Mr. Bush is nothing, if not a man of his word. When Mr. Bush was running for president he promised he would relax rules that assorted groups believed were onerous. And once elected he courageously followed through on those promises being, after all, a man who believes what he says even when others are not sure just what that is.
Mr. Bush put people who knew a lot about trucking in charge of the Department of Transportation. They knew a lot because before becoming administrators they had been in the trucking industry, an industry that gave more than $14 million in campaign contributions to Republicans between 2000 and 2006.
A former top official at the American Trucking Associations, Michael P. Jackson, became deputy secretary of the Department of Transportation. A former Roadway executive and head of a trucking industry foundation, Joseph M. Clapp, was hired to lead the Federal Motor Carrier Safety Administration (FMCSA) and became actively involved in rewriting rules regulating the industry. (FMCSA was created by Congress in 1999 because Congress believed casualties involving trucks were too high and regulation of the industry too lax.) Thanks to the input of the former trucking industry executives, new regulations were issued loosening the rules affecting the trucking industry.
Ignoring statistics that said a high percentage of truck accidents were caused by tired truck drivers, the department acted on an industry study that said only 2% of accidents were the fault of tired truck drivers and more than 80% the fault of passenger car drivers. Among other things, the new regulations increased the maximum driving hours from 60 to 77 over 7 consecutive days and from 70 to 88 over 8 consecutive days while increasing the time off required to 10 hours from 8. This was the first increase in the number of hours drivers were permitted to work in 60 years. Regulators declined to require new drivers to undergo additional training as had been suggested by safety groups.
The administration says the new regulations have saved money for businesses and consumers making it cheaper for goods to be moved across country. Safety is also improved they explain. By lengthening the number of hours experienced drivers are permitted to work even though tired, fewer new and inexperienced drivers are needed.
Not persuaded by those arguments, a number of safety conscious groups sued to overturn the regulations. They succeeded. In a 2004 opinion a three-judge panel for the D.C. Court of Appeals criticized the FMCSA for “ignoring its own evidence that fatigue causes many truck accidents.” The opinion said that: “the agency admits that studies show that crash risk increases, in the agency’s words, ‘geometrically’ after the eighth hour on duty.” The court said the new rules were “arbitrary” and “capricious”.
One year after the rules were overturned, the FMCSA reissued them in what is described as almost identical form. A suit to overturn them has been brought by Public Citizen, Citizens for Reliable and Safe Highways, teamsters and other groups. The court heard argument in early December. Time will tell how the new rules fare.

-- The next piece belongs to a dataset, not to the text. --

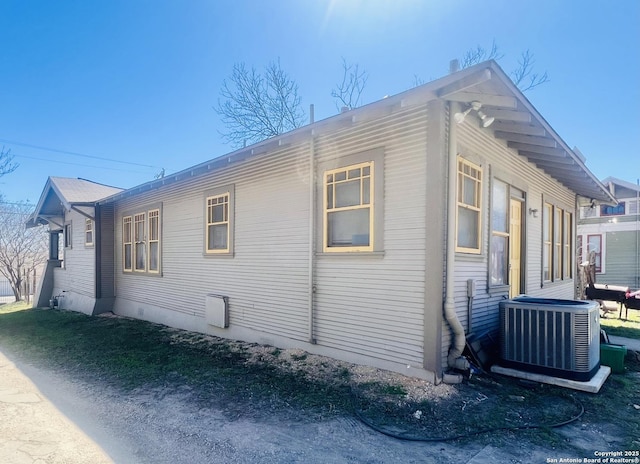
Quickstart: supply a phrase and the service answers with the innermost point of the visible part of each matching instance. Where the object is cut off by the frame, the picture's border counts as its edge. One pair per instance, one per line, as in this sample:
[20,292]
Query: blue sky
[136,81]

The trucking associations are not the only beneficiaries of Bush largesse. The EPA is again in the news, peopled with people anxious to please Mr. Bush rather than the environment. In mid-December the EPA announced new federal pollution regulations effective January 2007. Under the old rules governing emissions, all facilities that released more than 500 pounds a year of approximately 650 different toxics had to report details of the release by putting them into the Toxics Release Inventory. Under the new rules the reporting requirements only apply to releases of 2000 pounds or more. If releases are less than that the facility submits a list of chemicals involved instead of the more detailed information such as how much was released and where it went. In Arizona, facilities that emitted more than 500 pounds of toxics in 2004 emitted a total of 56.6 million pounds. Under the new rules approximately half of those facilities will be exempted from detailed reporting requirements. Pollution making industries heralded the new rules saying it cuts down on paperwork and keeps the public from intruding into their business.

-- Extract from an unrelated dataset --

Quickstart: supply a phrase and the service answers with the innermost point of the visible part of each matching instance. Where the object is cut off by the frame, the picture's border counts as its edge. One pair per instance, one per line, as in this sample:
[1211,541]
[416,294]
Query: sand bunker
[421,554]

Explanations for the new regulations, though persuasive as Bush explanations usually are, are counterintuitive. Tim Hamlin, who works in the EPA’s Region 10 office, said that the idea behind the loosened regulations is “to create incentive to business to improve their processes to reduce the discharge of these chemicals.” The EPA issued a statement explaining that the changes encourage companies to reduce release of toxic chemicals because it saves them paperwork if they do. It describes this new process as “burden reduction” for industry. It is. It could be called “burden enhancement” for the environment. It is.